Market Comment - Week of April 26th, 2010
Mortgage bond prices fell last week pushing mortgage interest rates higher. The first portion of the week had very little data. Leading economic indictors came in stronger than expected which really didn't help us. Strong stocks pressured
mortgage bonds a bit. Producer prices rose more than expected but the core rate was tame. New home sales shocked the market with a 26.9% increase. This was the largest increase in 47 years and not bond friendly. Rates rose by about 3/8 of a discount point
for the week.
The Fed meeting Wednesday will be the most important event this week. The Treasury auctions will also likely overshadow a lot of the other releases as traders digest record debt that continues to hit the market. Friday morning may be volatile as the employment
cost index and gross domestic product data are very important releases.
Release Date Time
Tuesday, April 27, 2010
Important. An indication of consumers' willingness to spend. Weakness may lead to lower mortgage rates.
2-year Treasury Note Auction
Important. $44 billion of notes will be auctioned. Strong demand may lead to lower mortgage rates.
5-year Treasury Note Auction
Wednesday, April 28, 2010
Important. $42 billion of notes will be auctioned. Strong demand may lead to lower mortgage rates.
Fed Meeting Adjourns
Important. Few expect the Fed to change rates, but some volatility may surround the adjournment of this meeting.
Weekly Jobless Claims
Thursday, April 29, 2010
Moderately important. An indication of employment. A larger figure may lead to lower rates.
7-year Treasury Note Auction
Important. $32 billion of notes will be auctioned. Strong demand may lead to lower mortgage rates.
Q1 Advance GDP
Friday, April 30, 2010
Very important. The aggregate measure of US economic production. Weakness may lead to lower rates.
Q1 Employment Cost Index
Very important. A measure of wage inflation. Weakness may lead to lower rates.
The Conference Board releases the Consumer Confidence Index on the last Tuesday of every month. The report details the levels of confidence individual households have in the performance of the economy. The data is derived from a survey
of 5,000 households nationwide. The survey polls consumer opinions on current business conditions, their jobs, their incomes, and their future spending plans.

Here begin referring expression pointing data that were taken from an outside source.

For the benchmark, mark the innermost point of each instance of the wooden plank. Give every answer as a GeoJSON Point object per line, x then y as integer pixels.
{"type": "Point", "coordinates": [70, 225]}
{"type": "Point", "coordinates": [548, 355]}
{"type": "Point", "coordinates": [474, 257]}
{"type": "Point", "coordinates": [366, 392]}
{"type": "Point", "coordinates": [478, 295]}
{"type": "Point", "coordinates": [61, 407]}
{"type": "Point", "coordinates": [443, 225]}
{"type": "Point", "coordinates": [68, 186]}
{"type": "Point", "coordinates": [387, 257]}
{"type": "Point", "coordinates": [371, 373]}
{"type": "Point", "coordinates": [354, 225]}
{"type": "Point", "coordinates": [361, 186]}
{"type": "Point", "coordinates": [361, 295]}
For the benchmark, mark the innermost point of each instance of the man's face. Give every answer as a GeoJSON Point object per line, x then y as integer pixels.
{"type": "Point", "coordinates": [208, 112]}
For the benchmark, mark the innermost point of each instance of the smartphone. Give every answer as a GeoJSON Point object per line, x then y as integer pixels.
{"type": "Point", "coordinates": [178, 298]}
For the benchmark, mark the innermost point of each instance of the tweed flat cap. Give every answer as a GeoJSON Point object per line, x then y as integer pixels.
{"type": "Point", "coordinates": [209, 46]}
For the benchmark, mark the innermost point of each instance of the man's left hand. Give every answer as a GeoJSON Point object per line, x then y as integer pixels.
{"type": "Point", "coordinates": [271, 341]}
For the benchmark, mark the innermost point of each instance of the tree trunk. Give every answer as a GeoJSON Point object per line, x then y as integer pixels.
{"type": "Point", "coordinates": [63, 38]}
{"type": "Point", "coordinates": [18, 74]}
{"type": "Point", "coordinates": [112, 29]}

The consumer confidence index is significant in that it provides a precursor into consumers' willingness to spend in the months ahead. However, many analysts point out that willingness to spend does not always convert to actual expenditures.
This week's release will be eagerly anticipated. Look for any variation from estimates to cause mortgage interest rate volatility. Signs of eroding consumer confidence could lead to improvements in mortgage interest rates. However, stronger than expected figures
could spike rates higher.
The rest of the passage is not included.